A permanent exhibition, "Delivering the Message of Peace", in the Public Lobby of the General Assembly Building, provides visitors with an introduction to the past and present of technology used within the Organization, while highlighting the transformations of ICT and emerging challenges.
Former Assistant Secretary-General and Chief Information Technology Officer Atefeh Riazi delivered opening remarks during the exhibit’s official launch 28 January. “The fact is that visitors walk in, especially young people, and they can see the technology that enabled peace talks”, Ms. Riazi said. “What we are preserving is not just the equipment. It’s the spirit of what it did”.
The exhibit was organized by Office of Information and Communication Technology (OICT), in partnership with the Facilities and Commercial Activities Service in the Department of Operational Support (FCAS/DOS), and the Department of Global Communication (DGC).
Mr. Philip Mango (OICT) was the driving force behind the project. A broadcast and conferencing specialist who joined the UN in the 1970s, Mr. Mango curated many of the artefacts on display from UN Headquarters and the Offices Away from Headquarters.
“I wanted to make it is as immersive as possible,” Mr. Mango said at the opening. “Where you can just touch history".
Mr. Emil Blakaj (OICT) and Mr.
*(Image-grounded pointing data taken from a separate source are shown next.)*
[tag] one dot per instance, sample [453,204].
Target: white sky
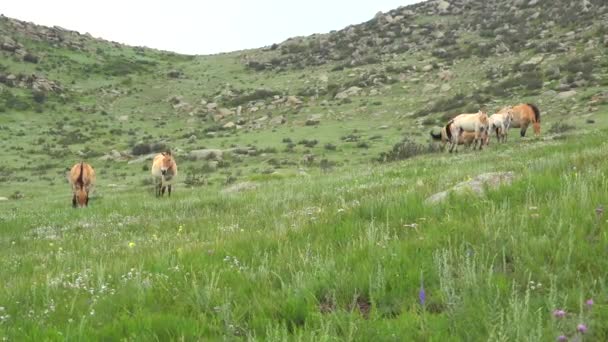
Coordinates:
[198,27]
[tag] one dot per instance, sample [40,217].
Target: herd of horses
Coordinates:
[475,128]
[82,178]
[464,129]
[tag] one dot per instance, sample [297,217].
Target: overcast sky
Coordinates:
[198,27]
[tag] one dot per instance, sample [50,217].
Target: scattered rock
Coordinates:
[229,125]
[175,74]
[207,154]
[429,87]
[566,94]
[532,62]
[442,6]
[240,187]
[293,101]
[550,93]
[492,180]
[278,120]
[314,120]
[445,75]
[352,91]
[142,158]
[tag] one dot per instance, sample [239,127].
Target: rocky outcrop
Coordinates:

Joseph Brew (OICT) were instrumental in setting up the exhibit, which creates a timeline of the fundamental role ICT has played in supporting and sustaining the work of the UN. It includes interactive displays that engage visitors on topics of transformations of ICT and emerging challenges, and multimedia content including photographs and audiovisual presentations, that highlight technology milestones from each decade.
Historical UN artefacts show how technologies and devices supported the daily work of staff. They include a microphone that both U.S. President John F. Kennedy and Cuba Prime Minister Fidel Castro spoke through during the Cold War, headphones used during the Nuremberg trials, and a pencil sharpener that dates to the League of Nations.
“The official copy of the UN Charter is there, the pens that signed the Charter are there”, Mr. Mango said. “When it comes down to it, the first technology we had was typewriters and pens and pencils. That’s what we used”.
Under-Secretary-General for Operational Support, Mr. Atul Khare, said he believes the exhibit “will be a force of inspiration for us to think of more innovation and more technology, better use of technologies, and to bring the users of technologies together with the producers of technology so that, together, we can make a better world".